DHA'nın özel haberine göre, Türkiye 2025’in ilk 9 ayında son 52 yılın en kurak dönemini yaşadı. Meteorolojik verilere göre ülke genelindeki yağışlar mevsim normallerine göre %26 azaldı. Muğla Sıtkı Koçman Üniversitesi (MSKÜ) Mühendislik Fakültesi Su Kaynakları Uzmanı Doç. Dr. Ceyhun Özçelik, yaşanan kuraklığın hem içme suyu hem de tarımsal üretim açısından ciddi sonuçlar doğuracağını vurguladı.
BARAJLAR ALARM VERİYOR: ANKARA VE İZMİR’DE TEHLİKE ÇANLARI
Özçelik’in verdiği bilgilere göre, özellikle Ankara ve İzmir gibi büyükşehirlerde barajlardaki doluluk oranı kritik seviyelere gerilemiş durumda.
Ankara’daki rezervuarların doluluk oranı %13,3'e düşerken, İzmir’in en büyük su kaynağı olan Tahtalı Barajı’ndaki su seviyesi sadece %10,1. Bu oranların yaz aylarında daha da düşmesi bekleniyor.
TARIMSAL ÜRETİMDE CİDDİ REKOLTE KAYBI BEKLENİYOR
Kuraklığın sadece içme suyu değil, tarımsal üretimi de ciddi şekilde etkileyeceğine dikkat çeken Doç.

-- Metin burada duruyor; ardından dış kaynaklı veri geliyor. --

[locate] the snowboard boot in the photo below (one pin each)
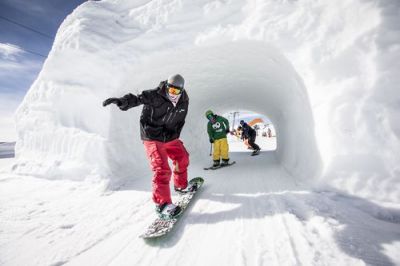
(225, 162)
(168, 210)
(256, 151)
(190, 188)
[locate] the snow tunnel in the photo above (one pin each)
(60, 140)
(226, 76)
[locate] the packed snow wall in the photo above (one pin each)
(224, 49)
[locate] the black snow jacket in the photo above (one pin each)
(160, 119)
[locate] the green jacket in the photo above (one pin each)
(219, 129)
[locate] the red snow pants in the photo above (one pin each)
(158, 153)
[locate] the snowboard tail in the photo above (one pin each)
(219, 166)
(162, 225)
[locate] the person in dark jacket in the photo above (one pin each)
(161, 122)
(250, 134)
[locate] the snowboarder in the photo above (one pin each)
(217, 129)
(250, 134)
(161, 122)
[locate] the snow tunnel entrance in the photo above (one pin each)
(227, 76)
(265, 131)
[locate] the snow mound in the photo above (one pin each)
(225, 50)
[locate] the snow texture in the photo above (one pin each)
(325, 72)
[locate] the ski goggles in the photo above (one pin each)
(174, 90)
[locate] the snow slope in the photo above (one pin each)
(247, 214)
(79, 190)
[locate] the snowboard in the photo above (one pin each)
(161, 226)
(219, 166)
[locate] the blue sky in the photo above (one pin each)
(27, 30)
(18, 68)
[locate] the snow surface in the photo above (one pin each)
(325, 72)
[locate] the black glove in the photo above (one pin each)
(116, 101)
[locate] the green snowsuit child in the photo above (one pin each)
(217, 129)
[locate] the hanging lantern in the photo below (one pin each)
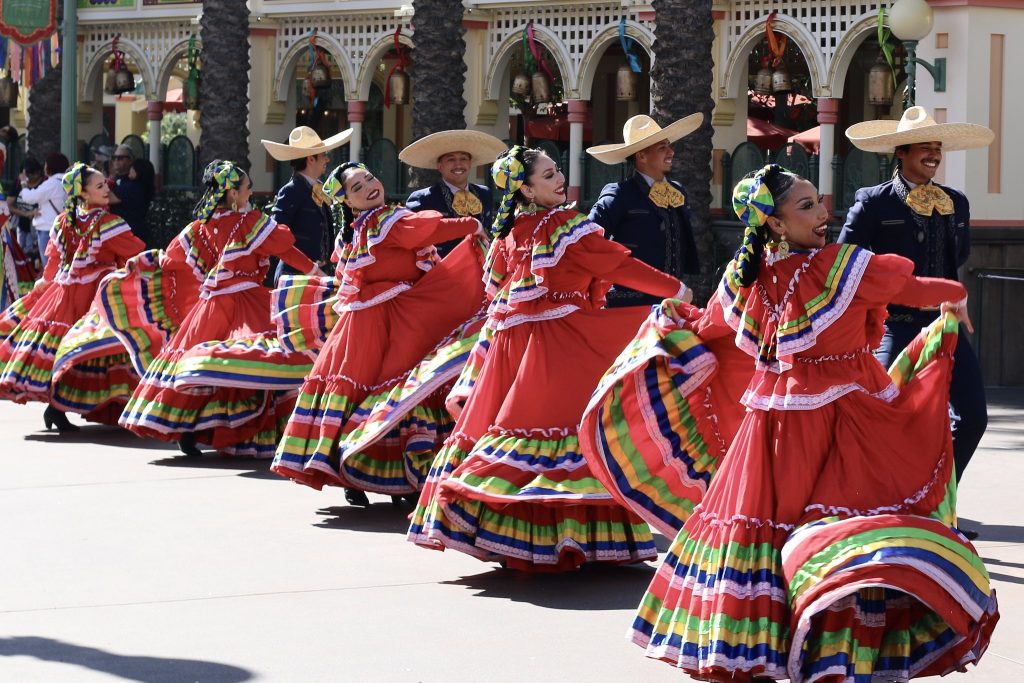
(541, 87)
(880, 84)
(189, 89)
(320, 75)
(762, 82)
(8, 92)
(780, 80)
(626, 84)
(398, 83)
(520, 86)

Dr. Özçelik, “Özellikle Güneydoğu Anadolu Bölgesi’nde %53, İç Anadolu’da %36, Ege ve Akdeniz’de ise %30 civarında yağış eksikliği var. Bu da ürün veriminde ciddi kayıplara neden olacak” dedi.
MARMARA VE GÜNEYDOĞU'DA VAHİM TABLO: %90’A YAKIN YAĞIŞ EKSİKLİĞİ
Haziran ayı verilerine göre Marmara Bölgesi’nde %94, Güneydoğu Anadolu Bölgesi’nde ise %88 oranında yağış eksikliği kaydedildi. Ülke genelinde bu oran %63’e ulaşmış durumda. Uzmanlar bu durumun sadece kuraklık değil, ani sağanakların neden olabileceği taşkınlar açısından da tehlike oluşturduğunu belirtiyor.
KENTSEL ALTYAPI YETERSİZ: SU KRİZİ KAPIDA
Özçelik, kentsel altyapısı eksik olan şehirlerin daha büyük risk altında olduğunu vurgulayarak, “Rezervuarları olmayan ya da kapasitesi yetersiz olan yerleşimlerde içme suyu temininde büyük sıkıntılar yaşanacak. Büyükşehirler bu açıdan en kırılgan alanlar” dedi.